What heart can conceive or tongue express what must have
been the feelings of the Redeemer's soul when He, the beloved
Son of God, who who had lain in the bosom of the Father from
all eternity, was by imputation, made a sinner—the deep wounds
of suffering love felt by the Son of God when His Father, His own
Father, hid His face from Him?
A gracious influence
The love of Jesus has a gracious influence on the life,
conduct, and conversation of a true believer. The tree
is known by its fruit; and those branches alone which
bring forth fruit unto God, are in manifest union with
the only true Vine.
Love to Jesus is the constraining principle of all holy
obedience. "If you love Me, keep my commandments,"
was His dying injunction to His disciples. As, then, His
bleeding love is experimentally known, there will be . . .

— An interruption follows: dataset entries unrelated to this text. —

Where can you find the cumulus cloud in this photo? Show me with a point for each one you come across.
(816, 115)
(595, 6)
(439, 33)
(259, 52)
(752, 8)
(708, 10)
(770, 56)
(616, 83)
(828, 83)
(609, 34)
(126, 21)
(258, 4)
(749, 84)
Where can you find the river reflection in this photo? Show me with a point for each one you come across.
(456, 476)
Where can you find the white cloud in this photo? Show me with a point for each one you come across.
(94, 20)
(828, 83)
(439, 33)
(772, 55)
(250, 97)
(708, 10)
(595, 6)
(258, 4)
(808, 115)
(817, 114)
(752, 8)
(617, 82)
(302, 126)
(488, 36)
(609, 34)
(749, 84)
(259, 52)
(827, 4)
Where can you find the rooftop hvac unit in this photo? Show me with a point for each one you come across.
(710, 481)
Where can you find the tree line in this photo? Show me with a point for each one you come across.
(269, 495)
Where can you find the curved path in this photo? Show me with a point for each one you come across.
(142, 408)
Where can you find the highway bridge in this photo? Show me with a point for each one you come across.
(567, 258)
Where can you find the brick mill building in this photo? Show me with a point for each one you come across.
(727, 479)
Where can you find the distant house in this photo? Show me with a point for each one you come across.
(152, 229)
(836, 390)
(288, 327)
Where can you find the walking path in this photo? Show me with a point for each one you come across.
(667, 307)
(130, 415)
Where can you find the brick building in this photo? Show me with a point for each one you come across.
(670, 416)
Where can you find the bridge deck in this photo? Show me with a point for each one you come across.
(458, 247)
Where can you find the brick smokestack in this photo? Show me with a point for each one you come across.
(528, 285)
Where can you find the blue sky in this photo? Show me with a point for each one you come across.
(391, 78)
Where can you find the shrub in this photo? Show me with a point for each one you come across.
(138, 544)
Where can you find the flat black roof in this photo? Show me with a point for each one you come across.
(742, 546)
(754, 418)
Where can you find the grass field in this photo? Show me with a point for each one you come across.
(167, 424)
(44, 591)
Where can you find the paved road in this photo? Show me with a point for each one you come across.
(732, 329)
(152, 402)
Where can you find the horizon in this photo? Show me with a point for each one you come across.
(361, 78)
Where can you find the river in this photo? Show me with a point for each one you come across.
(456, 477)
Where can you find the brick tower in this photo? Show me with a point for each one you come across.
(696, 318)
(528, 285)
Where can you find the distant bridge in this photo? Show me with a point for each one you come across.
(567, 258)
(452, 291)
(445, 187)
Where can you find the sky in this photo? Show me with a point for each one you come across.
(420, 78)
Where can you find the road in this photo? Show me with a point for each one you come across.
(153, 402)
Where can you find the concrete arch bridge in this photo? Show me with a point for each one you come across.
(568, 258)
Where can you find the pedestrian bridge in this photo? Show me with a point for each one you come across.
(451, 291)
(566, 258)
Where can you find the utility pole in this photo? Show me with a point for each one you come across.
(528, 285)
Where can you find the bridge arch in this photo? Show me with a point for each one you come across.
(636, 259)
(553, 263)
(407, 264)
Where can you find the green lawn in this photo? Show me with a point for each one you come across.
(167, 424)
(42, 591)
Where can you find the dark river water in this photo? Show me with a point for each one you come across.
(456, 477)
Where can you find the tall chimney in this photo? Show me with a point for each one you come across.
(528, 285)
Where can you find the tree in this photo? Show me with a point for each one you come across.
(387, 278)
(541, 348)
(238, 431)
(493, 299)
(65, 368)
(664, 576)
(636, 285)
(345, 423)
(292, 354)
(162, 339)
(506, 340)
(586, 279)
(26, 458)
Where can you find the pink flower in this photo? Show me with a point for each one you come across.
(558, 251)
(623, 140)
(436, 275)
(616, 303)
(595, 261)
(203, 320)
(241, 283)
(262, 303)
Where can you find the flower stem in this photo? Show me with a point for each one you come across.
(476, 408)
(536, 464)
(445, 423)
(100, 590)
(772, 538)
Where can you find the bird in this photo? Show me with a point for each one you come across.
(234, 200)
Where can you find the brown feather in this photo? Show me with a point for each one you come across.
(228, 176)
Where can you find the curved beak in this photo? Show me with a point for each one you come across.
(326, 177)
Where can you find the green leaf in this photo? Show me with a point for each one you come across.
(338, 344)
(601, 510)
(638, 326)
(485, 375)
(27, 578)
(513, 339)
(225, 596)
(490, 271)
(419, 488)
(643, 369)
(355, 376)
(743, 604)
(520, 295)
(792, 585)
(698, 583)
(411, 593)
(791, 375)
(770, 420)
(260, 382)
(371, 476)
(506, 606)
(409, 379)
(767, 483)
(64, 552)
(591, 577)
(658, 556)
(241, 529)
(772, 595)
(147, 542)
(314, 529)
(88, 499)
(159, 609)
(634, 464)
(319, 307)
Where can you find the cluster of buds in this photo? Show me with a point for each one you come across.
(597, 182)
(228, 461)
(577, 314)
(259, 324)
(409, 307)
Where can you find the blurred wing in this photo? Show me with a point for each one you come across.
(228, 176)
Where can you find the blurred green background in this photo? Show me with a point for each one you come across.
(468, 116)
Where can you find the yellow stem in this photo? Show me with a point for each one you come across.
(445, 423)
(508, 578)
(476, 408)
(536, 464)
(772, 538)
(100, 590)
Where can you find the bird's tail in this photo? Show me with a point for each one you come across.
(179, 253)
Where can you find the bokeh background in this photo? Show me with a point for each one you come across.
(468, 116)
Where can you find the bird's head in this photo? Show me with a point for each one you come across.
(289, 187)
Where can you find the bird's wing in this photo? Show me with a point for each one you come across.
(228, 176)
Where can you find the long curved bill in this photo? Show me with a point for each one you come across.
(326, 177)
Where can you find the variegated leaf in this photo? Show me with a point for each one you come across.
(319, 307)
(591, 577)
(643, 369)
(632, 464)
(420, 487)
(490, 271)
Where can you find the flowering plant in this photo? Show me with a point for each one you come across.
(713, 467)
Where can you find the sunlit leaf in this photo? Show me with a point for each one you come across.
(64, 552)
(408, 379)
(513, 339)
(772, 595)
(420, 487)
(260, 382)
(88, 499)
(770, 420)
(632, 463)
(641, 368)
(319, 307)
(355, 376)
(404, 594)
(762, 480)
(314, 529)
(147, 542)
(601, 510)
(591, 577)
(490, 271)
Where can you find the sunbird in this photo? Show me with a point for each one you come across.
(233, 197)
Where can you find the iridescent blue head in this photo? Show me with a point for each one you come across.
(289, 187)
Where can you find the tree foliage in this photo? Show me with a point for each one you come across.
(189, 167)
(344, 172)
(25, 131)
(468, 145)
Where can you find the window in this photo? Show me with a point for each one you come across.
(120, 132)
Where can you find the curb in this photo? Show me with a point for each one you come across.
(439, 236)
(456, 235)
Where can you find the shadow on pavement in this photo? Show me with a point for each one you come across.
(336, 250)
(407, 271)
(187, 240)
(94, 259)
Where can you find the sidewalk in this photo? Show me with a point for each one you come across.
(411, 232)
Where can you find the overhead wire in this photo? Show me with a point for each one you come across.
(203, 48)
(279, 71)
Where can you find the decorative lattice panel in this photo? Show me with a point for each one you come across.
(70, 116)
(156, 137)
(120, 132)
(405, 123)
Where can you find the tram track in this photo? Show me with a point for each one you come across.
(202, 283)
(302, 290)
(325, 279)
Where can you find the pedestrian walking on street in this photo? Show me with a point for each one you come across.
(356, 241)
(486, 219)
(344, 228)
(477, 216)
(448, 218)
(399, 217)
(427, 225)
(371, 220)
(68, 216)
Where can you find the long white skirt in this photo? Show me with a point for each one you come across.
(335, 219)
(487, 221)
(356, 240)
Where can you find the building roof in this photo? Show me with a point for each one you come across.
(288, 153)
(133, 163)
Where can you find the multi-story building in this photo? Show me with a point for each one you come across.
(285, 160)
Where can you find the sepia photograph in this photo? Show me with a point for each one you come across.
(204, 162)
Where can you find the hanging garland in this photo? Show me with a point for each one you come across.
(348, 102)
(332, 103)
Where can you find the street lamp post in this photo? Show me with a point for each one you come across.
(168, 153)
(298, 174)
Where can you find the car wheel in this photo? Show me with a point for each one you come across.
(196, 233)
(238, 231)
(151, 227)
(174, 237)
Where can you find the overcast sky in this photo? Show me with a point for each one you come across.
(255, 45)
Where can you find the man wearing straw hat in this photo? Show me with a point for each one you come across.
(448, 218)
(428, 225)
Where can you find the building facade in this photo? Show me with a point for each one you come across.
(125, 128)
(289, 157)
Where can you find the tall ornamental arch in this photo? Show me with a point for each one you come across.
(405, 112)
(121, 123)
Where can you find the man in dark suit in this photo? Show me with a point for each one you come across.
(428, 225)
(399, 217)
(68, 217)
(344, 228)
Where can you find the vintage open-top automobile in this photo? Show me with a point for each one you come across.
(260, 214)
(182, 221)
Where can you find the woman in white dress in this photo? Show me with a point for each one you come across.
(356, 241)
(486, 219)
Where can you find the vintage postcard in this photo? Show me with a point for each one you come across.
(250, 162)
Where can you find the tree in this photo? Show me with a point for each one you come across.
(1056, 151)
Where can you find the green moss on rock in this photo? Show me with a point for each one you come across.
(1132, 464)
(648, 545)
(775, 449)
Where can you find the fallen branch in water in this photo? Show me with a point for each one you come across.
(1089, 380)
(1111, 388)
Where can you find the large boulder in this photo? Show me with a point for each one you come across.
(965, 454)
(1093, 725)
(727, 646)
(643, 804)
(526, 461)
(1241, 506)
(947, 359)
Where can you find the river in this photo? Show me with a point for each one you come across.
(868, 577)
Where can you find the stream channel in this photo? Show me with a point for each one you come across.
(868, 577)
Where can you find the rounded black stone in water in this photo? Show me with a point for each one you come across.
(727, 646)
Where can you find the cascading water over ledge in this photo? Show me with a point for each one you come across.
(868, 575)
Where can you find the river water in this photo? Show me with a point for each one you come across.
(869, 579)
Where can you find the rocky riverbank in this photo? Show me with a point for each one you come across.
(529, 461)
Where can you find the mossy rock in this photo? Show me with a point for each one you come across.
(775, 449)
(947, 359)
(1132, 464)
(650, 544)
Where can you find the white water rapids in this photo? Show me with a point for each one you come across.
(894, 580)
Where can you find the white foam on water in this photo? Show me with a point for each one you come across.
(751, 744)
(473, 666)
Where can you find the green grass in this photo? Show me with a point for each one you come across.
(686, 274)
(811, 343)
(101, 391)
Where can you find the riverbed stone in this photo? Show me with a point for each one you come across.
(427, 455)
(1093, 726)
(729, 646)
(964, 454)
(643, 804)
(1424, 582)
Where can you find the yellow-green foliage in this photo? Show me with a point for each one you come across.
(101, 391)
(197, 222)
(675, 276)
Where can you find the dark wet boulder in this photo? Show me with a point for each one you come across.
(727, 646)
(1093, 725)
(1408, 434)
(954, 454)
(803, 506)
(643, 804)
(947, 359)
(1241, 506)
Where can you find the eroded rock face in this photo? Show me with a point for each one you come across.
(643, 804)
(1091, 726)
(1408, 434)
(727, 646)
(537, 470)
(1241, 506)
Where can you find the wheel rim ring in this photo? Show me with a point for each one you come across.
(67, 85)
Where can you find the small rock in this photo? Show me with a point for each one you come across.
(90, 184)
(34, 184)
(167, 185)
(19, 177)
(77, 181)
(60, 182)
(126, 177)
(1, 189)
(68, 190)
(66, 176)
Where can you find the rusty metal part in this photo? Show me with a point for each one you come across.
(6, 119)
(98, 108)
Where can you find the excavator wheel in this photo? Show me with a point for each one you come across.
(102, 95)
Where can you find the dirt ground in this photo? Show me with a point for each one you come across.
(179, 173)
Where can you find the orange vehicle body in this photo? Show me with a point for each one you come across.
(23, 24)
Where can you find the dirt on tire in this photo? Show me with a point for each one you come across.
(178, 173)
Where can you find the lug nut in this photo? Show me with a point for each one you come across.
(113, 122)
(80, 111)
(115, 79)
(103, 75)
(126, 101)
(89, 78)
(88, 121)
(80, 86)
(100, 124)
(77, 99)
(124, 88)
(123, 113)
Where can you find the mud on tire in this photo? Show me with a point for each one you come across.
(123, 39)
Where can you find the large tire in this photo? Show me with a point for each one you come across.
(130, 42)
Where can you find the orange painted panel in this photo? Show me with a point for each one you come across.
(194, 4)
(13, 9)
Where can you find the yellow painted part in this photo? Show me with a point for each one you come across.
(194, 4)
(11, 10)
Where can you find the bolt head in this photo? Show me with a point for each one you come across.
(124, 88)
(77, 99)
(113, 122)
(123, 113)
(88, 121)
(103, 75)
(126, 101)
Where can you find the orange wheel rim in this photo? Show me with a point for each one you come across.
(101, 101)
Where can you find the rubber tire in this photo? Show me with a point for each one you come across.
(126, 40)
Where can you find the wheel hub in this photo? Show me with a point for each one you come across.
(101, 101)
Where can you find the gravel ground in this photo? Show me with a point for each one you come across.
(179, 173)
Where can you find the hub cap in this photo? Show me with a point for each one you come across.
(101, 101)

a conformity to His image,
an obedience to His will,
a walking in His footsteps.
At the cross of the Lord Jesus Christ
By the death Jesus, all our horrible filth and defilement,
however black, monstrous, aggravated and abominable,
however deep and dreadful, was thoroughly and forever . . .
cast behind God's back,
blotted out as a thick cloud, and
drowned in the depths of the sea!
In the pierced hands, and feet and side of Immanuel,
a fountain was opened for all sin and uncleanness!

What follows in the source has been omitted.